Wednesday, May 25, 2016

I really wonder sometimes..

 I really wonder sometimes if all the people in my area and bonkers.  In the last few days I've seen a couple old enough to know better walk out in front of traffic on a busy main road twice.  A cyclist going like the clappers come around a blind bend on the wrong side of the road (if a car had been coming he'd be dead)
 A "stealth" cyclist all in black with no lights riding up the middle of a one way street the wrong way at night.
 Two women walking down the road alongside the pavment (why for fucks sake?) And today two women riding past the no entry sign into a one way yet again the wrong way.
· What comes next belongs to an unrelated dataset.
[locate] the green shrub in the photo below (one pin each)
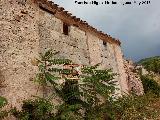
(3, 102)
(81, 97)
 Note to cyclists, the law applies to you too, red traffic lights mean stop, no entry means no fucking entry retard, riding on the pavements is not permitted, and lights are required by law after sunset. 

Thursday, May 19, 2016

Port Talbot beach sea monster?

This was found a while ago, more recently it made the news, heres my pics of it.
First thought was a crocodile, but now after a closer look I'm leaning towards a porpoise or small whale.

Tuesday, May 17, 2016

Clyne in Bloom 2016 (blooming awful!)

 Well being bored out of my mind on the weekend I went to see Clyne in Bloom, the riot of flowery delight... Except it was crap.
 The biggest problem was the lack of blooms.  people expect lots of flowers with a title like that, sadly Clyne has mostly bushes.. and worse mostly the same bushes.  Boring doesn't come close.
 Yes there was a few stalls selling plants, and a few gazebo things flogging tea and cakes, but as for a riot of colourful blooms pretty much bugger all.
 Then theres the dogs.  Yes I know they are mans best friend, but it's a park, people take their children there to play.  A park covered in dog crap isn't much fun to play in, and they are supposed to be on leads.  I think I did see one on a lead, but that was about it.  And seriously there were hundreds there when I went.  I honestly though there was a dog show on there.
 So with the constant barking and dogs fighting and dopy dog owners shouting "comehereyoubastard" there was no peace and quiet, loads of dog shit and bugger all flowers.  yep! Blooming awful is about right.

Monday, May 16, 2016

Beware low flying planes, and the Welsh air ambulance

 Beware of low flying planes....  Or at least duck...
 On a more serious note none of these aircraft are doing anything wrong, whats not shown is they are just about to land and are almost on the end of the runway, so they are not being dangerous or playing silly buggers, just making a normal landing.

Saturday, May 14, 2016

Being a Pirate must have been miserable.

 Being a Pirate must have been miserable.  Now I'm not talking about that bloke down the pub who sells dodgy dvd's, nor am I talking about the so called Somali pirates, these are just water borne terrorist scum.
 No I'm talking about "proper" good old fashioned Long John Silver type pirates.
 For a start you had to say things like...  " 'Awr-kins. 'Tis a proper seafarin' name too."  or "Sit ee down at table to starboard if ye kindly will, aaaaaarrrrrrrrr."  or even better..  "Truce be over! Cutlasses, you swabs! Slash 'em down!"  In your best Robert Newton voice.
 Then theres all that climbing the rigging in a storm, bloody dangerous, I wonder what health and safety make of it?  Still even thats better than having your leg cut off and swopped for a peg-leg, then a hand so you can have a hook.  Even a bloody eye gouged out just to wear an eye patch, bloody daft if you ask me.
 Then theres the digging, I mean come on, you've got a bloody wooden leg and a hook and you have to dig up the treasure?  Not exactly forward planning was it, so much for the words "able" seaman, disabled seaman more like.
 And last but not least theres the drinking urine when the water runs out.  Not funny at the best of times, but when all you have to eat is a hard tack biscuits full of weevils I bet washing it down with a pint of urine made it taste so much better.  Still I suppose on the plus side Bear Grylls would sign up in a heartbeat, all that free urine... Yep he's in....

Friday, May 13, 2016

I'm ok.

 Well after loosing a hundred and eleventy three gallons of blood, leaving me just enough for a mildly peckish anorexic mosquito to put on a small water biscuit I'm ok, a small plaster covered the cut. 
 Ok fair enough I might be exaggerating just a smidgen on the amount of blood I lost (well I am a bloke) but it's bloody sore, and boy did it sting when I put the antiseptic wipe on it, it hurt more than when I cut it.
 Still I'm alive and well-ish, all I need now is a large bloodhound for a transfusion and I'll be sorted. 

Well done nugget!

 The nugget in question is me.   I now look like an Emo who is self harming, having managed to cut my wrist on my mothers bloody cooker.